From: Bruno Loff <bruno.loff-Re5JQEeQqe8AvxtiuMwx3w@public.gmane.org>
To: Ian Grant <ian.a.n.grant-gM/Ye1E23mwN+BqQ9rBEUg@public.gmane.org>
Cc: Richard Stallman <rms-mXXj517/zsQ@public.gmane.org>,
guile-devel-mXXj517/zsQ@public.gmane.org,
Theo deRaadt <deraadt-T7FYYhErWq4AvxtiuMwx3w@public.gmane.org>,
Markus Kuhn <Markus.Kuhn-kDbDZe0LBGWFxr2TtlUqVg@public.gmane.org>,
Linus Torvalds <torvalds-3NddpPZAyC0@public.gmane.org>,
lightning <lightning-mXXj517/zsQ@public.gmane.org>,
schellr-EkmVulN54Sk@public.gmane.org
Subject: Re: Reinterpreting the compiler source code
Date: Thu, 4 Sep 2014 21:57:03 +0100 [thread overview]

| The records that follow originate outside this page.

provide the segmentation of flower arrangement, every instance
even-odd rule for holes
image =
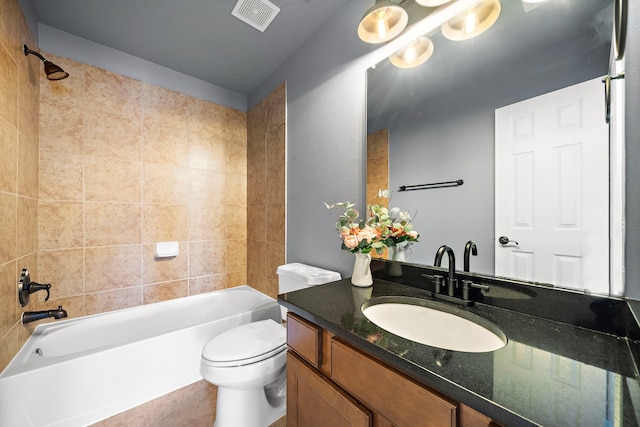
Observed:
[[[380,191],[378,196],[388,198],[388,191]],[[413,230],[409,212],[403,212],[400,208],[389,210],[383,205],[369,205],[368,218],[358,220],[360,213],[354,209],[354,203],[325,203],[325,206],[327,209],[344,210],[336,222],[336,229],[340,232],[342,249],[349,252],[370,253],[375,249],[382,254],[387,247],[404,247],[417,242],[420,237]]]

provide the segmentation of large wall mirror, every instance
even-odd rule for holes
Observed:
[[[581,95],[569,92],[569,98],[577,102],[554,104],[551,115],[554,126],[570,129],[575,123],[604,123],[601,80],[610,73],[614,61],[615,0],[540,3],[500,0],[500,3],[498,20],[483,34],[452,41],[437,30],[428,35],[434,51],[425,63],[415,68],[398,68],[384,60],[367,71],[367,133],[370,141],[382,138],[388,144],[388,161],[384,155],[382,161],[379,158],[368,161],[367,175],[388,172],[389,204],[414,213],[414,227],[421,237],[406,254],[407,262],[433,265],[438,247],[448,245],[455,251],[456,269],[461,270],[465,244],[473,241],[477,256],[471,257],[471,272],[510,276],[505,271],[516,269],[515,278],[520,280],[609,293],[607,245],[612,221],[607,215],[609,199],[613,197],[609,184],[609,127],[604,133],[587,130],[587,135],[574,135],[574,140],[565,141],[560,149],[552,148],[555,154],[536,157],[535,161],[527,163],[526,156],[520,156],[525,160],[520,162],[520,169],[514,169],[513,161],[504,166],[496,160],[502,150],[496,145],[496,137],[501,133],[496,122],[500,114],[496,110],[524,105],[524,110],[509,113],[502,120],[508,124],[509,132],[526,139],[540,133],[537,126],[543,116],[529,114],[527,109],[534,107],[528,101],[591,82],[592,90],[595,87],[598,91],[597,118],[587,114]],[[415,4],[407,7],[410,13],[420,8]],[[587,136],[596,140],[582,141]],[[542,137],[534,142],[532,150],[548,139]],[[585,145],[579,146],[582,143]],[[587,157],[585,147],[596,145],[600,151],[591,156],[598,158],[598,165],[576,164],[576,159]],[[387,167],[388,170],[383,170]],[[524,197],[527,188],[533,188],[529,181],[541,177],[553,188],[544,190],[542,197]],[[400,191],[402,186],[458,180],[463,184]],[[376,185],[373,182],[371,185]],[[506,189],[500,188],[505,182],[509,184]],[[369,185],[367,203],[376,203],[371,199]],[[589,199],[596,189],[604,193],[598,193],[600,198]],[[622,188],[613,191],[621,192]],[[499,192],[515,195],[516,200],[503,203]],[[580,203],[581,207],[576,207]],[[599,219],[600,225],[593,225],[592,211],[595,208],[603,211],[603,207],[606,218]],[[515,224],[515,231],[497,224],[505,212],[513,222],[520,210],[534,208],[555,215],[554,221],[558,220],[559,227],[569,233],[559,238],[535,229],[529,230],[528,235],[518,234],[518,227],[531,228],[533,222],[539,225],[540,218],[522,220]],[[573,235],[580,233],[582,237],[576,237],[578,240],[584,235],[600,234],[601,239],[593,243],[576,243],[582,246],[583,255],[589,252],[591,258],[574,257],[563,252],[565,249],[556,249],[557,240],[566,246]],[[506,244],[499,243],[501,236],[507,237]],[[551,255],[531,255],[528,248],[534,239],[548,248]],[[502,257],[501,250],[509,256]],[[562,255],[554,258],[556,253]],[[545,256],[550,260],[545,267],[550,273],[540,276],[531,269]],[[534,260],[535,257],[538,259]],[[502,258],[510,265],[501,265]],[[591,267],[585,269],[585,265]],[[584,270],[583,278],[595,277],[595,281],[589,285],[584,280],[575,283],[575,278],[580,277],[580,273],[575,274],[578,270]]]

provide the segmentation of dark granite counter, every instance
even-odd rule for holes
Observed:
[[[525,314],[487,298],[464,309],[497,325],[507,345],[488,353],[442,350],[393,335],[360,310],[369,298],[396,295],[430,298],[431,292],[380,279],[357,288],[345,279],[278,301],[505,426],[640,426],[635,337]]]

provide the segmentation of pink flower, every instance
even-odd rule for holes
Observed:
[[[356,248],[358,246],[358,243],[360,243],[358,241],[358,237],[353,234],[343,236],[342,241],[344,242],[344,245],[349,249]]]

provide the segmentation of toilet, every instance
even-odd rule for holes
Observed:
[[[281,294],[341,279],[300,263],[281,265],[277,273]],[[286,350],[286,329],[272,319],[229,329],[204,346],[200,374],[218,387],[215,427],[266,427],[284,416]]]

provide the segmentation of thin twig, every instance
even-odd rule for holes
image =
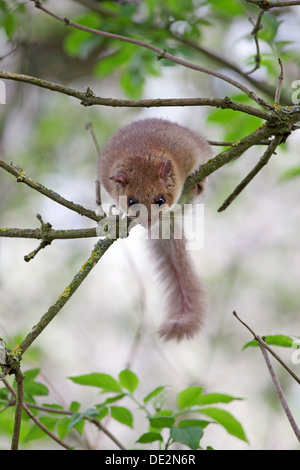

Message-ID: <CAGOfsMgZE==zCC2OmEPtbH_ph1g1-AhWikioSdZJFep8crP3vQ@mail.gmail.com> (raw)
In-Reply-To: <CAKFjmdx4Zm2_HVEUre-PYvcZrm41gKv-2z_EsGehjv6NbVxBAw-JsoAwUIsXosN+BqQ9rBEUg@public.gmane.org>
[-- Attachment #1.1: Type: text/plain, Size: 19677 bytes --]
Even if the threat you describe is real, why couldn't it be resolved in a
simpler way?
I'm thinking certificates and signatures...
I mean, for each distribution in each architecture, there is basically a
single build configuration which needs to be certified as "trojan-free".
And this is basically already implemented, provided that I get my compiler
package from a clean source which signed the package, all that is necessary
is that the clean source took special care in ensuring that their version
is in fact bug-free...
That solves 99% of the use-cases, when you use a standard compiler provided
by a clean source. For the remaining .99%, when you use a custom-built
compiler, say, you could start with a compiler from a clean source and use
that to compile your custom-build... No bug injection would happen then.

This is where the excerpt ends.